6 Results & Discussion of Survey: Ethics of Gender

Following the procedure mentioned in Section 4, each conversational ai’s gender is determined by the designation given by the developer or cues such as avatar, voice or name, for cases where the developer did not identify the gender. These cues are based on general perception or stereotypes. We consider a conversational ai genderless if it is specifically stated by the reference or developer or nothing is mentioned about it and there are no cues to suggest gender. Overall, in the investigation of the 100 conversational ai, 37 (or 37%) are female, 20 are male, 40 are genderless, and 3 have both gender options. Figure 2 shows a bar graph with details of the results. Breaking down the data into 4 groups: journal-based, Loebner-winners, Facebook Messenger-based, and popular/commercial chatbots, we observe that female conversational ai always outnumber male conversational ai. The genderless category does not follow such a consistent trend in the groups. Out of the 59 chatbots mentioned in journal articles, 34% are female, 22% are male, 42% are genderless, and 2% have both gender options. 54% are female among the 13 chatbots in the Loebner-winners, 23% are male, 15% are genderless, and 8% have both options. Of the 20 chatbots from Facebook Messenger, 25% are female, 10% are male, 65% are genderless, and 0 offer both genders. Lastly, out of the 8 popular/commercial conversational ai, 62.5% are female, 25% are male, 0 is genderless, and 12.5% have both options.

Figure 2: Method for both investigations in this study

6.1 Discussion

The results agree with the popular assessment that female conversational ai are more predominant than the male ones. We do not know of the gender of the producers of these 100 conversational ai but it may be a safe assumption that most are male. This assessment has faced criticism from some interest groups, evidenced in a recent report by west2019d that the fact that most conversational ai are female makes them the face of glitches resulting from the limitations of ai systems. Despite the criticism, there’s the opinion that this phenomenon can be viewed from a vantage position for women. For example, they may be viewed as the acceptable face, persona or voice, as the case may be, of the planet. A comparison was made by silvervarg2012effect of a visually androgynous agent with both male and female agents and it was found that it suffered verbal abuse less than the female agent but more than the male agent. Does this suggest developers do away with female conversational ai altogether to protect the female gender or what is needed is a change in the attitude of users? Especially since previous research has shown that stereotypical agents, with regards to task, are often preferred by users [Forlizzi et al.2007]. Some researchers have argued that conversational ai having human-like characteristics, including gender, builds trust for users [Louwerse et al.2005, Muir1987, Nass and Brave2005]. Furthermore, lee2019caring observed that conversational ai that consider gender of users, among other cues, are potentially helpful for self-compassion of users. Noteworthy that there are those who consider the ungendered, robotic voice of ai uncomfortable and eerie and will, therefore, prefer a specific gender.

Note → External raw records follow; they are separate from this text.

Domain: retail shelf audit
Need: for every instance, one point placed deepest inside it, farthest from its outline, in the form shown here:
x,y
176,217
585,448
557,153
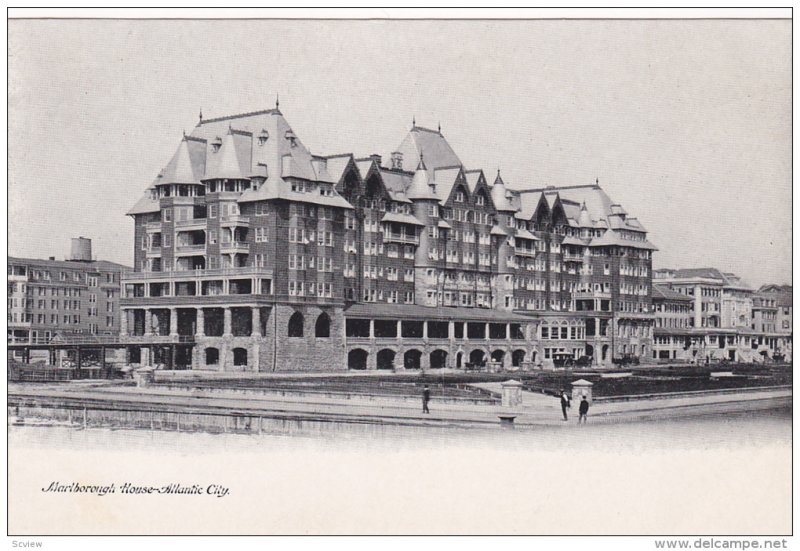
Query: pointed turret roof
x,y
438,153
584,220
187,165
229,161
501,202
420,184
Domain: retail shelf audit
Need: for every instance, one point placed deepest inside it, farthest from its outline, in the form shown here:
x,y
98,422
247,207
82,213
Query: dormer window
x,y
397,160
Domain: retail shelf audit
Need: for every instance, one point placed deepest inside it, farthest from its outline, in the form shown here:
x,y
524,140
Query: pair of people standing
x,y
583,409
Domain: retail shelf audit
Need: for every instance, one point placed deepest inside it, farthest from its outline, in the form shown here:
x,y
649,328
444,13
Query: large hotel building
x,y
253,254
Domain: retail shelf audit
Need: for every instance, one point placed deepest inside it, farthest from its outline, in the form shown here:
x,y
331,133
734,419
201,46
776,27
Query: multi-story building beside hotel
x,y
673,325
727,320
783,303
50,297
253,254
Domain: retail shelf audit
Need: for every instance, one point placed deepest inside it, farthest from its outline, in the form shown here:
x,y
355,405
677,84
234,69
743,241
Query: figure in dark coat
x,y
564,404
583,409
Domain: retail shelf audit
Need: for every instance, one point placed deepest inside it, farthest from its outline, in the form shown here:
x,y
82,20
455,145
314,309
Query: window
x,y
322,329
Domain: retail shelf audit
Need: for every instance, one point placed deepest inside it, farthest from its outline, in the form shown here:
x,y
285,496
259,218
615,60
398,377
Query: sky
x,y
687,124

7 Existing Challenges of Open-domain Conversational ai

This survey has examined several sota open-domain conversational ai models. Despite their noticeable successes and the general progress, challenges still remain. The challenges contribute to the non-human-like utterances the conversational ai tend to have. These challenges also provide motivation for active research in nlp. For example, the basic seq2seq architecture is known for repetitive and dull responses [Chowdhary2020]. One way of augmenting the architecture for refined responses is the use of ir techniques, like concatenation of retrieved sentences from Wikipedia to the conversation context [Jurafsky and Martin2020]. Other shortcomings may be handled by switching the objective function to a mutual information objective or introducing the beam search decoding algorithm in order to achieve relatively more diverse responses [Chowdhary2020]. Besides, gpt-3 is observed to lose coherence over really long passages, gives contradictory utterances, and its size is so large that it’s difficult to deploy. Collectively, some of the existing challenges are highlighted below. It is hoped that identifying these challenges will spur further research in these areas.

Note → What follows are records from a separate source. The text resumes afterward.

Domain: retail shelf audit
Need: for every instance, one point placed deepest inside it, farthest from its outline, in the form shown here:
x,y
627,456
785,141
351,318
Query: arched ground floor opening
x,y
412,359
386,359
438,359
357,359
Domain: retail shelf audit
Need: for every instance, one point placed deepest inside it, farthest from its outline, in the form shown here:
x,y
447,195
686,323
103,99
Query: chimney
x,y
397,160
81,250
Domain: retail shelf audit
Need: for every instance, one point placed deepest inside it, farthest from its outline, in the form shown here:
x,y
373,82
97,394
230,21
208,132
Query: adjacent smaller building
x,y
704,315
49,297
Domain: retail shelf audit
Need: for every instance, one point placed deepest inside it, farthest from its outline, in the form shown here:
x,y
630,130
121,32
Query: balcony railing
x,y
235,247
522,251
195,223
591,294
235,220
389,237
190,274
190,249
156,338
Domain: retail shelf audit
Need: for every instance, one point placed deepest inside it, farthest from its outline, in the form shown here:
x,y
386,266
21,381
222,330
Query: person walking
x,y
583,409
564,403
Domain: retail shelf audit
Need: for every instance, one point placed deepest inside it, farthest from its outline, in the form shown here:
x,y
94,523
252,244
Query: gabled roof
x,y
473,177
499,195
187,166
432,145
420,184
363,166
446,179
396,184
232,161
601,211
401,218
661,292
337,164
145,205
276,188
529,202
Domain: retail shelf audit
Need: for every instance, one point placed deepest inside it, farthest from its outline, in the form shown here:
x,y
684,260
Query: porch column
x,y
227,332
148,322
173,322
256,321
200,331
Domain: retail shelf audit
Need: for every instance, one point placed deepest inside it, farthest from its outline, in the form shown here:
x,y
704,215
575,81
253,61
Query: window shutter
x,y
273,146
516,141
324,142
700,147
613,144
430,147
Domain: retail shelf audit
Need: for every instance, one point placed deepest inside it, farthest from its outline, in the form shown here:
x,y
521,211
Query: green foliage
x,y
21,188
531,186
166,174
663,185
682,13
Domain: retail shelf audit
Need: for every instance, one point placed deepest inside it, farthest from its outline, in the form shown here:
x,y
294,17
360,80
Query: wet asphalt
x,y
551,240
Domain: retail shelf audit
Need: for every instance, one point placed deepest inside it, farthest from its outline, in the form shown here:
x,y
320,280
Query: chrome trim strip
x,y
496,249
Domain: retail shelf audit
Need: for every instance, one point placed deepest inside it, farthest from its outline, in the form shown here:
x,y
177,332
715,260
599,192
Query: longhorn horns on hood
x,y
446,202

  1. Poor coherence in sequence of text or across multiple turns of generated conversation [Jurafsky and Martin2020, Welleck et al.2019].

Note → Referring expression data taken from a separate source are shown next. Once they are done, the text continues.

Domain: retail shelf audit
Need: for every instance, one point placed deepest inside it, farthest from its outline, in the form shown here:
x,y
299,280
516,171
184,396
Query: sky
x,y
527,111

  2. Lack of utterance diversity [Holtzman et al.2020].

  3. Bland repetitive utterances [Holtzman et al.2020, Zhang et al.2020].

  4. Lack of empathetic responses from conversational systems [Rashkin et al.2019].

  5. Lack of memory to personalise user experiences.

  6. Style inconsistency or lack of persona [Adiwardana et al.2020, Zhang et al.2020].

  7. Multiple initiative coordination [Jurafsky and Martin2020].

  8. Poor inference and implicature during conversation.

  9. Lack of world-knowledge.

  10. Poor adaptation or responses to idioms or figurative language [Jhamtani et al.2021]

  11. Hallucination of facts when generating responses [Marcus2018].

  12. Obsolete facts, which are frozen in the models’ weights during at training .

  13. Training requires a large amount of data [Marcus2018].

  14. Lack of common-sense reasoning [Marcus2018].

  15. Large models use so many parameters that make them complex and may impede transparency [Marcus2018].

  16. Lack of training data for low-resource languages [Adewumi et al.2022a, Adewumi et al.2020]

8 Open-domain Conversational ai for Low-resource Languages

The last challenge mentioned in the earlier section is a prevailing issue for many languages around the world. Low-resource languages are natural languages with little or no digital data or resources [Nekoto et al.2020, Adewumi et al.2022a]. This challenge has meant that so many languages are unrepresented in many deep ml models, as they usually require a lot of data for pretraining. Even Noteworthy, though, that multilingual versions of some of the models are being made with very limited data of the low-resource languages. They are, however, known to have relatively poor performance compared to models trained completely on the target language data [Pfeiffer et al.2020, Virtanen et al.2019, Rönnqvist et al.2019] and only few languages are covered [Adewumi et al.2022a]. Approaches to mitigating this particular challenge involve human and automatic mt attempts [Nekoto et al.2020] and efforts at exploiting cross-lingual transfer to build conversational ai capable of machine-machine conversations for automated data generation [Adewumi et al.2022a].

9 Related Work

In a recent survey, caldarini2022literature reviewed advances in chatbots by using the common approach of acquiring scientific papers from search databases, based on certain search terms, and selecting a small subset from the lot for analysis, based on publications between 2007 and 2021. The databases they used are IEEE, ScienceDirect, Springer, Google Scholar, JSTOR, and arXiv. They analyzed rule-based and data-driven chatbots from the filtered collection of papers. Their distinction of rule-based chatbots as being different from ai chatbots may be disagreed with, especially when a more general definition of ai is given and since modern systems like Alexa have rule-based components [Jurafsky and Martin2020]. Meanwhile, fu2022learning reviewed learning towards conversational ai and in their survey classified conversational ai into three frameworks. They posit that a human-like conversation system should be both (1) informative and (2) controllable.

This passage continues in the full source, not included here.